January is typically a slow month for transactions, but the Greater Toronto Area’s real estate market appears to be off to an exceptionally slow start this year, with most metrics significantly trailing January 2022.

Industry anecdotes point to a lot of buyers waiting on the sidelines, and waiting seems to be exactly what buyers did last month.

Only $3.22 billion worth of real estate was transacted through the Toronto Regional Real Estate Board’s (TRREB) MLS in January of 2023 – less than 50 per cent of the $7 billion of real estate sold in the same month last year.

As many have noted, the first quarter of 2022 was a market in a state of near mania, and so the annual comparison will produce extreme results, as illustrated in the year-over-year summary in TRREB’s Market Watch for January 2023.

Sales are down 44.6 per cent from 5,594 to 3,100 in 2023, representing a steep drop from a strong start to last year.

 

Number of new listings relatively unchanged

 

However, January 2023 has been uncharacteristically weak – the slowest January in the last five years.

In fact, transaction volume was so low that the closest comparable month was April 2020 – the month of the first lockdown, which saw 2,975 sales.

The number of new listings was relatively unchanged – down just 3.7 per cent from the same month last year.

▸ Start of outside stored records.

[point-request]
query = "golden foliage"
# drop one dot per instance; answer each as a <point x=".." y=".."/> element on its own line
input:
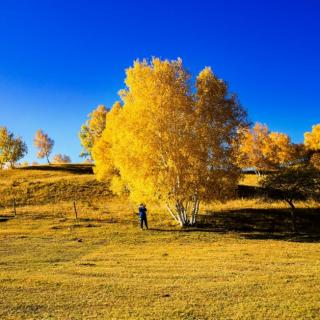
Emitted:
<point x="264" y="150"/>
<point x="11" y="149"/>
<point x="92" y="130"/>
<point x="61" y="158"/>
<point x="44" y="143"/>
<point x="167" y="142"/>
<point x="312" y="139"/>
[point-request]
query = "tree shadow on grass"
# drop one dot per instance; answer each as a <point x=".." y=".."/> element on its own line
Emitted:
<point x="72" y="168"/>
<point x="260" y="224"/>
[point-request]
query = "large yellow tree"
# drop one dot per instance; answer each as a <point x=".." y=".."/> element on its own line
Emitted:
<point x="264" y="150"/>
<point x="170" y="141"/>
<point x="312" y="144"/>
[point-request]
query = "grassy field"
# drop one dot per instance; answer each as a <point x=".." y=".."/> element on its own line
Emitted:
<point x="101" y="266"/>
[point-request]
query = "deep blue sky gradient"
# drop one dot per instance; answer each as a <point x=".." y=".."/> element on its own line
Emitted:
<point x="60" y="59"/>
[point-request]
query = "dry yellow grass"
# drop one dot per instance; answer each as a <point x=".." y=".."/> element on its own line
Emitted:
<point x="102" y="266"/>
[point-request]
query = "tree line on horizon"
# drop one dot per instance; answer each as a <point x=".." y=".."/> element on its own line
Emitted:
<point x="12" y="149"/>
<point x="180" y="141"/>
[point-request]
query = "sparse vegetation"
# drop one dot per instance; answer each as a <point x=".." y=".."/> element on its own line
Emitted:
<point x="102" y="266"/>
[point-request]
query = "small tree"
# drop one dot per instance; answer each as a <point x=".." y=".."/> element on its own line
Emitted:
<point x="92" y="130"/>
<point x="61" y="159"/>
<point x="264" y="150"/>
<point x="292" y="184"/>
<point x="11" y="149"/>
<point x="312" y="139"/>
<point x="44" y="144"/>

The past few months of perception seemed to indicate that low sales volume is a consequence of low inventory – an assumption that appears to be disproven by the price and number of sales compared to last year.

 

Balanced territory

 

In 2022, the January sales-to-new-listings ratio was 70 per cent, indicating a strong seller’s market. In 2023, that ratio was just 47.6 per cent, indicating that the market has cooled into balanced territory.

This reduced absorption brought a 124.6 per cent increase in active listings – from 4,140 in 2022 to 9,299 in 2023. Listings, on average, are taking more than twice as long to sell, with the average listing spending 29 days on the market, up from 13 last year.

 

Sale-to-list price ratio

 

With prices down just over 16 per cent since last year, perhaps the most alarming trend in TRREB’s report is that the sale-to-list price ratio has dropped from over 115 per cent in January 2022 to below 100 per cent in January 2023.

This type of pricing dynamic, combined with a balanced-market sales-to-new-listings ratio, has created the ability for the slow downward price discovery we’ve seen over the past few months as the lagging impact of interest rates takes hold.